Longest Consecutive Sequence in an Unsorted Array


Question

You are given an Array of numbers and they are unsorted/random order. You are supposed to find the longest sequence of consecutive numbers in the array. Note the sequence need not be in sorted order within the array. Here is an example :

Input :

A[] = {10,21,45,22,7,2,67,19,13,45,12,11,18,16,17,100,201,20,101}  

Output is :

{16,17,18,19,20,21,22}  

The solution needs to be of O(n) complexity.

I am told that the solution involves using a hash table and I did come across few implementations that used 2 hash tables. One cannot sort and solve this because sorting would take O(nlgn) which is not what is desired.

1
19
2/15/2013 6:18:29 AM

Accepted Answer

Here is a solution in Python that uses just a single hash set and doesn't do any fancy interval merging.

def destruct_directed_run(num_set, start, direction):
  while start in num_set:
    num_set.remove(start)
    start += direction
  return start

def destruct_single_run(num_set):
  arbitrary_member = iter(num_set).next()
  bottom = destruct_directed_run(num_set, arbitrary_member, -1) 
  top = destruct_directed_run(num_set, arbitrary_member + 1, 1)
  return range(bottom + 1, top)

def max_run(data_set):
  nums = set(data_set)
  best_run = []
  while nums:
    cur_run = destruct_single_run(nums)
    if len(cur_run) > len(best_run):
      best_run = cur_run
  return best_run

def test_max_run(data_set, expected):
  actual = max_run(data_set)
  print data_set, actual, expected, 'Pass' if expected == actual else 'Fail'

print test_max_run([10,21,45,22,7,2,67,19,13,45,12,11,18,16,17,100,201,20,101], range(16, 23))
print test_max_run([1,2,3], range(1, 4))
print max_run([1,3,5]), 'any singleton output fine'
4
9/17/2011 8:50:24 AM

You could have two tables:

  • Start table: (start-point, length)
  • End table: (ending-point, length)

When adding a new item, you would check:

  • Does value + 1 exist in start table? If so, delete it and create a new entry of (value, length + 1) where length is the "current" length. You'd also update the end table with the same end point but greater length.
  • Does value - 1 exist in the end table? If so, delete it and create a new entry of (value, length + 1), and this time update the start table (the starting position will be the same, but the length will be increased)
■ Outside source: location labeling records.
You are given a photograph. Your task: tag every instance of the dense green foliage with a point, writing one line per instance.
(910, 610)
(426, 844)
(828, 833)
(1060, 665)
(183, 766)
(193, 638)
If both conditions hold, then you're effectively stitching two existing sequences together - replace the four existing entries with two new entries, representing the single longer sequence.

If neither condition holds, you just create a new entry of length 1 in both tables.

After all the values have been added, you can just iterate over the start table to find the key with the largest value.

I think this would work, and would be O(n) if we assume O(1) hash lookup/add/delete.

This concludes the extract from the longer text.